CHAPTER 20. GENERAL PROVISIONS

BUSINESS ORGANIZATIONS CODE

TITLE 2. CORPORATIONS

CHAPTER 20. GENERAL PROVISIONS

Sec. 20.001. REQUIREMENT THAT FILING INSTRUMENT BE SIGNED BY

OFFICER. Unless otherwise provided by this title, a filing

instrument of a corporation must be signed by an officer of the

corporation.

Acts 2003, 78th Leg., ch. 182, Sec. 1, eff. Jan. 1, 2006.

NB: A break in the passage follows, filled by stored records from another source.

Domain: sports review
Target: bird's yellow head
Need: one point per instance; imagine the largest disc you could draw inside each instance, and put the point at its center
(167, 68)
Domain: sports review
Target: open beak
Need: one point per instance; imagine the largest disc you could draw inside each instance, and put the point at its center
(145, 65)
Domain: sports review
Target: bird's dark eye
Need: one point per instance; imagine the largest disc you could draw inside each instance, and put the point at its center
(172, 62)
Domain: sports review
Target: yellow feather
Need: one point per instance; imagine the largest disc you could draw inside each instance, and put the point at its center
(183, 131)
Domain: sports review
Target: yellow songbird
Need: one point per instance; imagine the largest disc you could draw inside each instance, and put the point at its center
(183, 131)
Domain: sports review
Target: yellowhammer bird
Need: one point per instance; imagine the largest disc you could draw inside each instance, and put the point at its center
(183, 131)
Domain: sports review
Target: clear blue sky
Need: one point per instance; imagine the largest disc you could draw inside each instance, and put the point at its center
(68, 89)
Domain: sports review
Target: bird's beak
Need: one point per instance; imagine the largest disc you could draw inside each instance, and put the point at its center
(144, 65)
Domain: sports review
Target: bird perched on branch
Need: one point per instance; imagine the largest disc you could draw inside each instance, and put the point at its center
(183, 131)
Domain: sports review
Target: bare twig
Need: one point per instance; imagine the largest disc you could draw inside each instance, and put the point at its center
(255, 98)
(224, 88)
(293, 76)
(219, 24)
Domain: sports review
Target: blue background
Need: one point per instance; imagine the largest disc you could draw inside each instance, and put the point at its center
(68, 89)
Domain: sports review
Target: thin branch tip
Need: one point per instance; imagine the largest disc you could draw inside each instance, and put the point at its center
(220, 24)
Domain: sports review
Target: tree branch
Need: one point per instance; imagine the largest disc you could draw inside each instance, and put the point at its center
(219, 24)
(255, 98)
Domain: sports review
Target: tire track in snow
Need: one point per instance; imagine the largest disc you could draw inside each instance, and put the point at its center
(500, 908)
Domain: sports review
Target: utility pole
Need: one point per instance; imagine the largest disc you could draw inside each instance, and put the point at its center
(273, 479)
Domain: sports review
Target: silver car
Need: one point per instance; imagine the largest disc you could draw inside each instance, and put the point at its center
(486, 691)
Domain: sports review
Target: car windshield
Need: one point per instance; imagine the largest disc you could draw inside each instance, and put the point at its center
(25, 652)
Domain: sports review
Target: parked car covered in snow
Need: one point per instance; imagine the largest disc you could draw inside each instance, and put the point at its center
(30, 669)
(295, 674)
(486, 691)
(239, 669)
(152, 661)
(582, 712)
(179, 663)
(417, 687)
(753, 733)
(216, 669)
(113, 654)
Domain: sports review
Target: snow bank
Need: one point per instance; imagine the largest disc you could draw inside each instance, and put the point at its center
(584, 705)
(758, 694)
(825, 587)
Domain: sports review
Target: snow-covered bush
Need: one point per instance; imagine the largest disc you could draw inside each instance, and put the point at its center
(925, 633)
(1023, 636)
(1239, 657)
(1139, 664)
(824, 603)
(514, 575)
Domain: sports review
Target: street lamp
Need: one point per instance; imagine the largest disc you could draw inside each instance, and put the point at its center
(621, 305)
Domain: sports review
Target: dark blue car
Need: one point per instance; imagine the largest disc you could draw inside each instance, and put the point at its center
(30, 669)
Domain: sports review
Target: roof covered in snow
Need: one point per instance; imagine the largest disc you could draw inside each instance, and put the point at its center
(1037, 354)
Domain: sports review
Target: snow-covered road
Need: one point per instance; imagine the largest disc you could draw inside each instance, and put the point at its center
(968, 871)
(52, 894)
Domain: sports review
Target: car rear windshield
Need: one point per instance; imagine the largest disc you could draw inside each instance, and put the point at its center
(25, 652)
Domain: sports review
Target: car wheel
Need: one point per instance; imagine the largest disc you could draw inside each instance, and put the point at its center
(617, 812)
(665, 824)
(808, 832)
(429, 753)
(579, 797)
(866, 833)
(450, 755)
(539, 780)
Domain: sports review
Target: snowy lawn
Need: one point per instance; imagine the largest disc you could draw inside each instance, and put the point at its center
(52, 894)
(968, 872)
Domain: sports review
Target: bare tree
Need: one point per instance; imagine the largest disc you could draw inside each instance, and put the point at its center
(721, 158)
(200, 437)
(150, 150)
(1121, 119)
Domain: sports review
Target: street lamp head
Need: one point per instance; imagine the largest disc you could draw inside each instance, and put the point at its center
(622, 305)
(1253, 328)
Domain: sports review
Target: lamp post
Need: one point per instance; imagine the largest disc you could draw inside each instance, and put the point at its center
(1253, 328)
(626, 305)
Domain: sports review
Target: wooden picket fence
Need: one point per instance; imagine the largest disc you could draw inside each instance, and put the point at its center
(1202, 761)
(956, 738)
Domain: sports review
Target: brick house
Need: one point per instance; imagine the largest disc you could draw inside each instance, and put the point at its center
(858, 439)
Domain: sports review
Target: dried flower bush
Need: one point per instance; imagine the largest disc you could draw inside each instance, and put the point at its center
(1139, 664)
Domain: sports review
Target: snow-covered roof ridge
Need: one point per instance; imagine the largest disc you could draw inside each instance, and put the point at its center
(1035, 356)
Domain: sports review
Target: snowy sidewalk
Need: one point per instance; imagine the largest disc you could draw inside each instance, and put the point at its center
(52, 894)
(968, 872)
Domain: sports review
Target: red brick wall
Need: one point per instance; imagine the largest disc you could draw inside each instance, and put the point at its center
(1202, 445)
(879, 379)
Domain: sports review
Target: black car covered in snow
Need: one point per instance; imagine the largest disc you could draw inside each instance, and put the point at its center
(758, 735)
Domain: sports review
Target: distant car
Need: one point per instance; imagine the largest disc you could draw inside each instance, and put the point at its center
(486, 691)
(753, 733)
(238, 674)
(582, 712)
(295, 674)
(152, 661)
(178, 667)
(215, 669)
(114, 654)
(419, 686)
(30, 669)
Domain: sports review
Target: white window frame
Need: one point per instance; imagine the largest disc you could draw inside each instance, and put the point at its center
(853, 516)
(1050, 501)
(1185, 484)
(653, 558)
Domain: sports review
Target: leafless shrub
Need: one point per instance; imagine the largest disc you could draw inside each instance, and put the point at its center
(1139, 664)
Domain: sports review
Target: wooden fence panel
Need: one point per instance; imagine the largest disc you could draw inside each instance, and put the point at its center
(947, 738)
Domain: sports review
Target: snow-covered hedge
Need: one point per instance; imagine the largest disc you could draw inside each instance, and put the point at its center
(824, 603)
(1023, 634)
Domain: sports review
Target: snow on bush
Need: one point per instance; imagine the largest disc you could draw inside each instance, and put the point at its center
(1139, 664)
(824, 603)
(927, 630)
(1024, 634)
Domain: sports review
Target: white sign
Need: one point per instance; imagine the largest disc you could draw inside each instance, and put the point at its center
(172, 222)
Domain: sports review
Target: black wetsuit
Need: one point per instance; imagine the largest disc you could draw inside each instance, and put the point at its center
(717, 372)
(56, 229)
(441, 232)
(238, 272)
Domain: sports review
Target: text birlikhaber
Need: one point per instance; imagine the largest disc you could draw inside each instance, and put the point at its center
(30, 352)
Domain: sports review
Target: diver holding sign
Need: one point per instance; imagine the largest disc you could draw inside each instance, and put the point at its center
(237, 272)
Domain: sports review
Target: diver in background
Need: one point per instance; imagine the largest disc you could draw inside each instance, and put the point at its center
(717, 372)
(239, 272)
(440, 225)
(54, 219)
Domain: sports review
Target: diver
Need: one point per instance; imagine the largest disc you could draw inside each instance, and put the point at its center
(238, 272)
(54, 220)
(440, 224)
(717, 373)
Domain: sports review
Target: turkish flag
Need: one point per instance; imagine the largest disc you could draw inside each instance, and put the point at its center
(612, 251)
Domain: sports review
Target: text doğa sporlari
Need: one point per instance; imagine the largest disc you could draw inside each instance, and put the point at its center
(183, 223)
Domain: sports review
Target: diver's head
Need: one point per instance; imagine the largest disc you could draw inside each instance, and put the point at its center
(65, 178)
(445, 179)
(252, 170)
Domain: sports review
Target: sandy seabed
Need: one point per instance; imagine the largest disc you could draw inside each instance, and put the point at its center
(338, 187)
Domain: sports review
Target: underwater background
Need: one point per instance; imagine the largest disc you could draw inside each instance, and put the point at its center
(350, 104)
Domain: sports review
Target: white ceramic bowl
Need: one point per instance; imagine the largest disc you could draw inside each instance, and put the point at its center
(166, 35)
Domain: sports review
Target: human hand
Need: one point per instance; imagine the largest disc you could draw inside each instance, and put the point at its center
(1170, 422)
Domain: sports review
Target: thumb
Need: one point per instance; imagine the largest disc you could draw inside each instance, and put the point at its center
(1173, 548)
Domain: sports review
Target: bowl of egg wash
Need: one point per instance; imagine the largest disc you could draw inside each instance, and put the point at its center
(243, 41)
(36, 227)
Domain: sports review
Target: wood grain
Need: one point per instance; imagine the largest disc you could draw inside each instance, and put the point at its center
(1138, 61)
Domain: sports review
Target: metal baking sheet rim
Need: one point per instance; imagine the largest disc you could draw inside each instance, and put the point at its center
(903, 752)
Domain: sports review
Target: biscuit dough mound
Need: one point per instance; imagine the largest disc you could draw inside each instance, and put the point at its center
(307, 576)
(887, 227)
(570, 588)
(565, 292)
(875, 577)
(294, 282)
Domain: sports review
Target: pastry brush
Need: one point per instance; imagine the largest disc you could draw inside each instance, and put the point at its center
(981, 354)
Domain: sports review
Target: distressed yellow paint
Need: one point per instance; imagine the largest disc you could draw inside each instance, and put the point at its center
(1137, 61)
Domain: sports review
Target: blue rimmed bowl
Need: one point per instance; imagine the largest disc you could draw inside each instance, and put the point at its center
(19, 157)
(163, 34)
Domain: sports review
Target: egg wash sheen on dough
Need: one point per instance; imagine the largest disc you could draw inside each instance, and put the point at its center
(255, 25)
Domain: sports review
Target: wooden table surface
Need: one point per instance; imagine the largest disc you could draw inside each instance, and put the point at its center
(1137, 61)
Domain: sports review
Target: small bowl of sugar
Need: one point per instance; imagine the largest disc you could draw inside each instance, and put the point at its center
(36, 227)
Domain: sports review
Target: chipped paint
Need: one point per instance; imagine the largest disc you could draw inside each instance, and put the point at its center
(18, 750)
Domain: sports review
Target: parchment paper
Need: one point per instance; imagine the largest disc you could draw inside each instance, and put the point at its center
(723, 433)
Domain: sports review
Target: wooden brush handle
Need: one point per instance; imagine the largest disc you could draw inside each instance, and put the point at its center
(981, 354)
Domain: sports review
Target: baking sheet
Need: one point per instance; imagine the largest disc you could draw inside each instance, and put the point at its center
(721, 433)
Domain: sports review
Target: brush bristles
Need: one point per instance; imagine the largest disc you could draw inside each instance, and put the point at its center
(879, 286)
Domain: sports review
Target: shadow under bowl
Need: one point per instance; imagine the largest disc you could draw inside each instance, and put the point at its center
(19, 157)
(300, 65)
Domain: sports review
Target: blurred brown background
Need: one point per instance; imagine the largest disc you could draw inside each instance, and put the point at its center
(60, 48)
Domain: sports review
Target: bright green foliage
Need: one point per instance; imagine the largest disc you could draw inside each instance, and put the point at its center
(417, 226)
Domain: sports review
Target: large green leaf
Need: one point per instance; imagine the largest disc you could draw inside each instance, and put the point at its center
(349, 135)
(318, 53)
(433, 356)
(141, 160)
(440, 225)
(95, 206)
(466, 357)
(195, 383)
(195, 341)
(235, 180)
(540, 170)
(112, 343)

Sec. 20.002. ULTRA VIRES ACTS. (a) Lack of capacity of a

corporation may not be the basis of any claim or defense at law

or in equity.

(b) An act of a corporation or a transfer of property by or to a

corporation is not invalid because the act or transfer was:

(1) beyond the scope of the purpose or purposes of the

corporation as expressed in the corporation's certificate of

formation; or

(2) inconsistent with a limitation on the authority of an

officer or director to exercise a statutory power of the

corporation, as that limitation is expressed in the corporation's

certificate of formation.

(c) The fact that an act or transfer is beyond the scope of the

expressed purpose or purposes of the corporation or is

inconsistent with an expressed limitation on the authority of an

officer or director may be asserted in a proceeding:

(1) by a shareholder or member against the corporation to enjoin

the performance of an act or the transfer of property by or to

the corporation;

(2) by the corporation, acting directly or through a receiver,

trustee, or other legal representative, or through members in a

representative suit, against an officer or director or former

officer or director of the corporation for exceeding that

person's authority; or

(3) by the attorney general to:

(A) terminate the corporation;

(B) enjoin the corporation from performing an unauthorized act;

or

(C) enforce divestment of real property acquired or held

contrary to the laws of this state.

(d) If the unauthorized act or transfer sought to be enjoined

under Subsection (c)(1) is being or is to be performed or made

under a contract to which the corporation is a party and if each

party to the contract is a party to the proceeding, the court may

set aside and enjoin the performance of the contract. The court

may award to the corporation or to another party to the contract,

as appropriate, compensation for loss or damage resulting from

the action of the court in setting aside and enjoining the

performance of the contract, excluding loss of anticipated

profits.

Acts 2003, 78th Leg., ch. 182, Sec. 1, eff. Jan. 1, 2006.